There are several things I will atone for like doing a better job at keeping in touch with my family, being a better listener, demonstrating honesty even when it is not easy, and the list goes on.

However, with all of these things I can apologize for and strive to improve, the one thing I will not atone for is being a Zionist.

I will not atone for vocalizing my support of the homeland for the Jewish people in our land of origin. I will not atone for believing in the Jewish people’s right to self-determination, sovereignty, and security within Israel’s borders. I will not atone for supporting my friends who have bravely served in the Israel Defense Forces. I will not atone for being hatefully accused of personally being complicit in the genocide of Palestinian babies as I once was simply because I wore an “I Heart Israel Shirt” on campus. And I will certainly not atone for being sworn in as an alternate Senator for my Undergraduate Student Government during a resolution to divest from Israel, and then using that power to represent pro-Israel students on campus by casting one of the 21 nays to defeat the discriminatory and demonizing bill.

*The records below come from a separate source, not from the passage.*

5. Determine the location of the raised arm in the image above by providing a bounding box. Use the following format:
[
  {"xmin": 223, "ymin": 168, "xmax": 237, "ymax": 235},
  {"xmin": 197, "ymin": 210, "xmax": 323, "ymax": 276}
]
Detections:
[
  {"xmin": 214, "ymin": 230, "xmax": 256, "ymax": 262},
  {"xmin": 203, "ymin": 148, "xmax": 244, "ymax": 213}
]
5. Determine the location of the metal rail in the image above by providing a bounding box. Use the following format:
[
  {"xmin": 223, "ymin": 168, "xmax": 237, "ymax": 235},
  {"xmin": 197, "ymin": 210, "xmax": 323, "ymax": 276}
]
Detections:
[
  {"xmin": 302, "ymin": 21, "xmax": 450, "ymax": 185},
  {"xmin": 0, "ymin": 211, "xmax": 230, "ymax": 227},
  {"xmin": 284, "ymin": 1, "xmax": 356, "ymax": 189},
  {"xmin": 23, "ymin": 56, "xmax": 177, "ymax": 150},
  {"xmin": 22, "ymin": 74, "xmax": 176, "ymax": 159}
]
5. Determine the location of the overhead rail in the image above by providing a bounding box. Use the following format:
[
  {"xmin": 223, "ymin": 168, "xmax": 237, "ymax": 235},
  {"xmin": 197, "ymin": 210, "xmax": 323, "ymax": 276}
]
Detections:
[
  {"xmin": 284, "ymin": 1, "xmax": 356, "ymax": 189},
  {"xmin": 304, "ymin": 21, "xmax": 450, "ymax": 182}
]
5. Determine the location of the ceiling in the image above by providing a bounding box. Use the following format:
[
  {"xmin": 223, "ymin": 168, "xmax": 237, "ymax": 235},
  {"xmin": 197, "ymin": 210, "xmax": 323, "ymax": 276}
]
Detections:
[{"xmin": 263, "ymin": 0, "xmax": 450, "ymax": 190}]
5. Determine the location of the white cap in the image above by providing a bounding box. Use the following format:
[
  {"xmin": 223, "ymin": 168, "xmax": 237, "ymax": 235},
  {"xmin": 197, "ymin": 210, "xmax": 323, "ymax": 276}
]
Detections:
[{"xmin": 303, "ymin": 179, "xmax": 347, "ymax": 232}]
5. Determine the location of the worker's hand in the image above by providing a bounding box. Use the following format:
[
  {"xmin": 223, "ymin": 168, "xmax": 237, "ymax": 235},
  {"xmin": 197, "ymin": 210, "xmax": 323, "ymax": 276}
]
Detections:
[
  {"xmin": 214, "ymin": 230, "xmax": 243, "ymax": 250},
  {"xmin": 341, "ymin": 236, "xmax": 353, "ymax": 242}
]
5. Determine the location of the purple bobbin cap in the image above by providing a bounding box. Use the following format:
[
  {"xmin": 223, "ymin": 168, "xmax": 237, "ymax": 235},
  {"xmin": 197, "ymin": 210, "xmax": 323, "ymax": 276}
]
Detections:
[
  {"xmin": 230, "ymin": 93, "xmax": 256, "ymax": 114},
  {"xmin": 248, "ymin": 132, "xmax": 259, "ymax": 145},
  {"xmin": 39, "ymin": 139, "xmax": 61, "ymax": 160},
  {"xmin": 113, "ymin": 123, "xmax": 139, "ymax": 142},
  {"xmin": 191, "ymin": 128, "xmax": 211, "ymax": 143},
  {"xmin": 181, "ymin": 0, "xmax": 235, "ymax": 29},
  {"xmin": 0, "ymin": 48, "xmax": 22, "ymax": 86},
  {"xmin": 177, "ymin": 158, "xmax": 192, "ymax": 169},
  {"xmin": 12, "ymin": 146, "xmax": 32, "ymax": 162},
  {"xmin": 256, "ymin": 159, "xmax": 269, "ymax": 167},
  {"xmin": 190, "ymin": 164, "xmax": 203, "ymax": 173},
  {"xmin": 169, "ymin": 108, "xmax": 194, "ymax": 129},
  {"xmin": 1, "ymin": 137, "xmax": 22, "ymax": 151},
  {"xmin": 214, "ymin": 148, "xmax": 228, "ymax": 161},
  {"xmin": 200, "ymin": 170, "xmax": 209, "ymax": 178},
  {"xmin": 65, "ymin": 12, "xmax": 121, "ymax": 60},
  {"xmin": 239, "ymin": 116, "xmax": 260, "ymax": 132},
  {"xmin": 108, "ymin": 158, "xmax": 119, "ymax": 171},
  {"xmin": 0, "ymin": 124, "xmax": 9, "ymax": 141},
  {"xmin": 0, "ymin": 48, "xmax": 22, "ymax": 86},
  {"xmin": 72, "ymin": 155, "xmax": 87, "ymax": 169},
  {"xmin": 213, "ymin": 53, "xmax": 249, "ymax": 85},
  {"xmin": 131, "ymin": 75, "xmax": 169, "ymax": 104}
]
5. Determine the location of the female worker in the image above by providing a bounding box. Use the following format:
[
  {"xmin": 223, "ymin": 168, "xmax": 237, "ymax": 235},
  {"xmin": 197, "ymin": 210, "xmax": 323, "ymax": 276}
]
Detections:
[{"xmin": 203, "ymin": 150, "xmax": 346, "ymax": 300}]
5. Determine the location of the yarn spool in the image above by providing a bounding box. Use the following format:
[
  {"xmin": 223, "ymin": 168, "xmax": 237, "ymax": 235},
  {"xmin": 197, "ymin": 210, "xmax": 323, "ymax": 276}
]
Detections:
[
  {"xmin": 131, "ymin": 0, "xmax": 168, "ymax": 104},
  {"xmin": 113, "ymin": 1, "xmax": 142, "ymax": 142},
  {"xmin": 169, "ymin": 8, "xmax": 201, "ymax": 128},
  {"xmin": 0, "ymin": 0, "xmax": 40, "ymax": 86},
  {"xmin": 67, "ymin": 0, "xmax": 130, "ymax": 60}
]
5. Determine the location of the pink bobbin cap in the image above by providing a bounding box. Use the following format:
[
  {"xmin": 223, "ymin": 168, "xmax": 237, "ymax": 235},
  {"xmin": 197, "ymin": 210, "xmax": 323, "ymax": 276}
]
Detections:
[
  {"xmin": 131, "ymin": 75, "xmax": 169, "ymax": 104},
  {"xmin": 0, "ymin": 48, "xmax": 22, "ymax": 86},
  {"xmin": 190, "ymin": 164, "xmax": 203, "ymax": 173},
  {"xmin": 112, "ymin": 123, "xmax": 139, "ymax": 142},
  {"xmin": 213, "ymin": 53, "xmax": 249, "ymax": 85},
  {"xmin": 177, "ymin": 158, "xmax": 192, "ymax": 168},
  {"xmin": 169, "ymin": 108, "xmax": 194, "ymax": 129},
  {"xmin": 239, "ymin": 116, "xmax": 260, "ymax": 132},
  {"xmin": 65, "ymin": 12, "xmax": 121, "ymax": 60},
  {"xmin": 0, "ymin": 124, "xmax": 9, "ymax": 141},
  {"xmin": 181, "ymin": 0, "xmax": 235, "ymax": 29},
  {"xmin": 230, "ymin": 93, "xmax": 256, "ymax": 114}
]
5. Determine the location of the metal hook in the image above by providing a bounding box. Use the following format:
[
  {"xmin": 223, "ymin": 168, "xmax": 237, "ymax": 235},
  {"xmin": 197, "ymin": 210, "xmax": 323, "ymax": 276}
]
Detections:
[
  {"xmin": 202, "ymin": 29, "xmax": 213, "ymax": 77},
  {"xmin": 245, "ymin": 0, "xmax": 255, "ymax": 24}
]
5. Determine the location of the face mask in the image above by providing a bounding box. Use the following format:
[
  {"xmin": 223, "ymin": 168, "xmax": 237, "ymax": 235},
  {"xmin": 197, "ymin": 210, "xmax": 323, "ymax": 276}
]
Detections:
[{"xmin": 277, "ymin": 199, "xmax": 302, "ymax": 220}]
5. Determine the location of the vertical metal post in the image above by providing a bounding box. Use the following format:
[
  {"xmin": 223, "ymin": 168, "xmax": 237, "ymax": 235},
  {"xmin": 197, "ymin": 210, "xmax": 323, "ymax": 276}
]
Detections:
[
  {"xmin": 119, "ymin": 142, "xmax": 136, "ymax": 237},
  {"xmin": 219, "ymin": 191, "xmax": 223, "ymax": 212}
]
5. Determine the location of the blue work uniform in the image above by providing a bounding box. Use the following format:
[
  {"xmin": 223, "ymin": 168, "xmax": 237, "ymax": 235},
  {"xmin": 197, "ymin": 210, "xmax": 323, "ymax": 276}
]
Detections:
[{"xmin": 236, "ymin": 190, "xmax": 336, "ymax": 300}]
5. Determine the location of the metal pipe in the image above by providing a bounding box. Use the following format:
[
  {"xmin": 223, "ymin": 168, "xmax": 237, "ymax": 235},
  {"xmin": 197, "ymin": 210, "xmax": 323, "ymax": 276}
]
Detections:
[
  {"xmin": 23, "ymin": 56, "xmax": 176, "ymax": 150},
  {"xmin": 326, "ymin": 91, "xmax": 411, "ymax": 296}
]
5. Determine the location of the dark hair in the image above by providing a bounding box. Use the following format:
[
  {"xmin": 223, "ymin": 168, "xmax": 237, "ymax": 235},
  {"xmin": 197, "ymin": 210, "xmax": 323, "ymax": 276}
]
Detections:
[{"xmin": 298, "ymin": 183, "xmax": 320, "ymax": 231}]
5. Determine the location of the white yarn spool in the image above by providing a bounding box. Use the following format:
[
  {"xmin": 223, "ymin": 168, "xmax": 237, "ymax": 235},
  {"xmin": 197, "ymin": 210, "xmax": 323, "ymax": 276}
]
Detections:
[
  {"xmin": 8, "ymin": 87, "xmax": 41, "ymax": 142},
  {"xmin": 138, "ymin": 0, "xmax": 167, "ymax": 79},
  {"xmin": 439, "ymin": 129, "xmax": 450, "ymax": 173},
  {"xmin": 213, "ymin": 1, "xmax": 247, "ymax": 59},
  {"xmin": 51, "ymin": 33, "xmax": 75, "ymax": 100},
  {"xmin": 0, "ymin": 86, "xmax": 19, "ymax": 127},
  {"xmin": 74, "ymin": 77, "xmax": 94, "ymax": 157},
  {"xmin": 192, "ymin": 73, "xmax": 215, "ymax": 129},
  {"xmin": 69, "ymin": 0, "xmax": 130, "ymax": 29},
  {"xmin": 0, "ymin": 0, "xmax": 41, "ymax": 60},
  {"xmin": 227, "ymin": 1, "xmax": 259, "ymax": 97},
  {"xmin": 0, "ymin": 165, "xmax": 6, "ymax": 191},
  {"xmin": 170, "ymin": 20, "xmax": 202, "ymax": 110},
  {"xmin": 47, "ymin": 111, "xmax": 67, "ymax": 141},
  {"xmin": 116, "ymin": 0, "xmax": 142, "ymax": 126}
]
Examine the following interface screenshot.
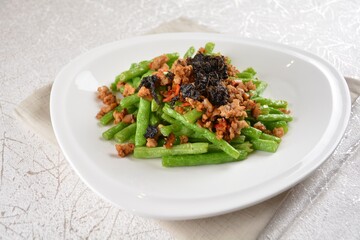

I will not atone for any of these things, because despite names I’ve been called by fellow students I am proud to stand with Israel. Despite the accusations made against Israel on campus, like drawing illogical parallels between Israel and South African apartheid, which only belittles those who suffered from South African apartheid, I am proud to be an Israel advocate. No matter what anyone tells you, supporting Israel does not contradict supporting human rights. Being pro-Israel is not mutually exclusive with advocating for Palestinian rights.

As you reflect this year during Yom Kippur at synagogue, home, or wherever you find yourself, I hope that you will remember your identity as a Jew. Reflect on the values that are important to you. Never apologize for being who you are and never atone for supporting Israel. Personally, there are many things that I hope to change and improve upon this year, but apologizing for being a Zionist is not one of them.